We recently demonstrated that human circulating ILC2 in response to IL-25/IL-33 stimulation or Toll-like receptors (TLRs) triggering produce IL-13 and IL-5 and express CD154 on their surface; more importantly stimulated ILC2 co-cultured with autologous B cells induced the production of all Ig (immunoglobulin) classes including IgE [20]. These data suggest that ILC2 contribute to type 2 immune response and of course play a key role in the pathogenesis of allergic diseases [21]. Taking into account these considerations, the aim of this study is to define the mechanisms of immune deviation of ILC2, as a possible tool for the modulation of type 2 response. First, we focused on ILC2 plasticity, confirming the possibility to shift them towards the ILC1 phenotype and demonstrating their ability to acquire an ILC3 similar phenotype. In particular, we found that human circulating ILC2 in presence of IL-12 acquired the ability to produce IFN-γ and upregulated the expression of T-bet without losing the capacity to produce type 2 cytokines (IL-13, IL-4 and IL-5) and to express GATA-3. As concern the plasticity versus the ILC3 subset, we found that the combination of IL-1β plus IL-23 mediated IL-22 production and upregulation of RORC expression.

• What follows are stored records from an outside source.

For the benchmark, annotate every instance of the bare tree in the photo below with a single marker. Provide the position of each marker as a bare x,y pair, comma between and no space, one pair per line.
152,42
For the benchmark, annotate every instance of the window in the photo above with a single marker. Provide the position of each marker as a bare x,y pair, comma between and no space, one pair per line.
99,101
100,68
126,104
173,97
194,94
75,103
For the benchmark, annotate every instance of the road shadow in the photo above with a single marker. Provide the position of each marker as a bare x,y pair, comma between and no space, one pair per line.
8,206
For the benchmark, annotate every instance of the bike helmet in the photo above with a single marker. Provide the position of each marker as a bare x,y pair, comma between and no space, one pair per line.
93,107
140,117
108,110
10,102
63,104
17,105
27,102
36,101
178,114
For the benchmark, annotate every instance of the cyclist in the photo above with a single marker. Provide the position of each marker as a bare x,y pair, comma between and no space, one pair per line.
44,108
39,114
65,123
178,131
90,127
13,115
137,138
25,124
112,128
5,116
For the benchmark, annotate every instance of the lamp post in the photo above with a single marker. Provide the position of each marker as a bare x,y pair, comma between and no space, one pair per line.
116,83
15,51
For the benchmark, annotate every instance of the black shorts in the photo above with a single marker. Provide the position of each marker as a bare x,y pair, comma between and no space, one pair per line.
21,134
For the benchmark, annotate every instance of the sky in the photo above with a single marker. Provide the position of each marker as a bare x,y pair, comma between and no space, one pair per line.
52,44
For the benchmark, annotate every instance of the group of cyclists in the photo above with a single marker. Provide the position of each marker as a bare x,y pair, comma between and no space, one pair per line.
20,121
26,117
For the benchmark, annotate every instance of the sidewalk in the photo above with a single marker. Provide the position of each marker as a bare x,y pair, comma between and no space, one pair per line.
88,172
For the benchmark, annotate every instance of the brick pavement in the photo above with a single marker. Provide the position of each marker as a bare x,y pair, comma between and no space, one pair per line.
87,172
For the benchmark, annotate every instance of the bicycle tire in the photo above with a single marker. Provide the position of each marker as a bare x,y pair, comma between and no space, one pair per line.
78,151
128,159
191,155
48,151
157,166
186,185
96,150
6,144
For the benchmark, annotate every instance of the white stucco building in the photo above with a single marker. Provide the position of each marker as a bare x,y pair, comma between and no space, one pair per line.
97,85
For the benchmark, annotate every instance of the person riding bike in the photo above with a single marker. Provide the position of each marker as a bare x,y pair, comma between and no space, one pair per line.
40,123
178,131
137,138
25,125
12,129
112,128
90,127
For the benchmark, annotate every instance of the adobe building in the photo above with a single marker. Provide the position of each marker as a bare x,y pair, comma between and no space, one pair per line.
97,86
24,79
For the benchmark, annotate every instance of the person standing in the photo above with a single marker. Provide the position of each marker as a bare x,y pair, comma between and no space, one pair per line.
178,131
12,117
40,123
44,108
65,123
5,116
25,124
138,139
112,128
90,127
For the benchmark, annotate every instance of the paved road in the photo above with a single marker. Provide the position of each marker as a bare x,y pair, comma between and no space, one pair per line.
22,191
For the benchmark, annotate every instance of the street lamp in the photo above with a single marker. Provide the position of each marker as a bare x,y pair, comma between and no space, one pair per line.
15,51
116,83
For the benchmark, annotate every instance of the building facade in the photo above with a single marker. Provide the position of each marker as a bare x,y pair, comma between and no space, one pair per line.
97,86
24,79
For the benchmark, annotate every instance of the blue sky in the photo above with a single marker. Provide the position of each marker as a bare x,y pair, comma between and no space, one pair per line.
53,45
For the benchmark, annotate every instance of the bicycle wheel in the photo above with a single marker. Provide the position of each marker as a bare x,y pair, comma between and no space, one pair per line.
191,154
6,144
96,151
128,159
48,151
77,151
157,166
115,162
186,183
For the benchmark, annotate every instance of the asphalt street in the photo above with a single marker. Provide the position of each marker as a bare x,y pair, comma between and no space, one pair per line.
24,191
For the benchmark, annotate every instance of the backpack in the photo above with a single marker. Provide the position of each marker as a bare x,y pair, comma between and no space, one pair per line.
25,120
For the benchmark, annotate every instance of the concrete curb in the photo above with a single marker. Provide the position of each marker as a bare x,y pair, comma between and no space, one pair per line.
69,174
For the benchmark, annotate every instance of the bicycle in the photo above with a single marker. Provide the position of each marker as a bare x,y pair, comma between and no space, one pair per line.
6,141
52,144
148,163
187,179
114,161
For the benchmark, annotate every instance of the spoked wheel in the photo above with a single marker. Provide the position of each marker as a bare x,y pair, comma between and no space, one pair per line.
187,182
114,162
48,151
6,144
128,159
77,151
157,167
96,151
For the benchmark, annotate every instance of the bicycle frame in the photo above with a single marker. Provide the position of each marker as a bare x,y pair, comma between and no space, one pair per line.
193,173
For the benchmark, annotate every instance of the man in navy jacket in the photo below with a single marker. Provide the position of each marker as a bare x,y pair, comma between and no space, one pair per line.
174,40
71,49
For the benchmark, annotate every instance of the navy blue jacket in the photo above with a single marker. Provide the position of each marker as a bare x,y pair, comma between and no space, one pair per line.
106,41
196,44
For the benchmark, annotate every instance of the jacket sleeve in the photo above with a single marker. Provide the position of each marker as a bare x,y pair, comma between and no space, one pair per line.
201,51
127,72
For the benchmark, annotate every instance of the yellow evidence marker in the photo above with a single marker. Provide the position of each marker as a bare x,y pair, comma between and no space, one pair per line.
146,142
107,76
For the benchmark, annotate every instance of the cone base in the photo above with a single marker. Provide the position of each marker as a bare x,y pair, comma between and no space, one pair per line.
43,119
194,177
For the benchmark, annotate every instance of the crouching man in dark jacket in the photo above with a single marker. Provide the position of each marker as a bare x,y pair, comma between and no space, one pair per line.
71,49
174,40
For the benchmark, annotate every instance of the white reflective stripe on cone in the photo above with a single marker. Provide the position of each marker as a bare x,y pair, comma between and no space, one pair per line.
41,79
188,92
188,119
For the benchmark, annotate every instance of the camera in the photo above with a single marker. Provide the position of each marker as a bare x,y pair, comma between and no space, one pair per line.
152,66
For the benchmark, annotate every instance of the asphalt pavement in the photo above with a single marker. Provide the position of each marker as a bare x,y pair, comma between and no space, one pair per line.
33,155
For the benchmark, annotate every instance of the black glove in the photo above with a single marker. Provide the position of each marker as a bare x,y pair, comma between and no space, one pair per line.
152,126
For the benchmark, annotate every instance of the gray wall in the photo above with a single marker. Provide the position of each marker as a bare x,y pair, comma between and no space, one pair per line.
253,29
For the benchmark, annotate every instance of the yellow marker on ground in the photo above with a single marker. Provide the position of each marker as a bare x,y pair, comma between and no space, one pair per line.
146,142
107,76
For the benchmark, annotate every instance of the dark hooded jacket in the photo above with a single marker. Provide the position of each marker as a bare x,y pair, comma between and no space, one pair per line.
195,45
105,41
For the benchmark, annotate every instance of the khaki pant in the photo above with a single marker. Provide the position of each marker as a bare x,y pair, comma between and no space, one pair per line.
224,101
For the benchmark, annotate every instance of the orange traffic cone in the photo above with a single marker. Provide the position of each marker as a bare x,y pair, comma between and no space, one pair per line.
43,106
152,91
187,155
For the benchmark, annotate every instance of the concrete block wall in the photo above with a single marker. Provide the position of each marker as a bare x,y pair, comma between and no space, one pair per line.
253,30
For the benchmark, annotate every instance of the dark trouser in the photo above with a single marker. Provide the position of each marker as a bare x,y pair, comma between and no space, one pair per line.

Also in this case ILC2 maintained the ability to produce type 2 cytokines and to express GATA-3. More importantly, we demonstrated that these modulated ILC2 have reduced ability to induce IgE production by autologous B cells.

Immune modulation represents one possible mechanism to interfere with a specific type of immune response and induce the shift of a functional phenotype towards a different one, but of course it is not the only one mechanism. In fact, T effector cells can be inhibited in their functional properties (mainly proliferation and cytokines production) by T regulatory cells [22,23]. Based on these considerations we tested the susceptibility of ILC2 to Treg cells activity, demonstrating that ILC2 proliferation, IL-13 and IL-4 production and CD154 expression are inhibited by Treg cells CD4+CD25highFoxp3+ . Moreover, we demonstrated that CD154 expression induced by IL-25/IL-33 stimulation is inhibited by TGF-β.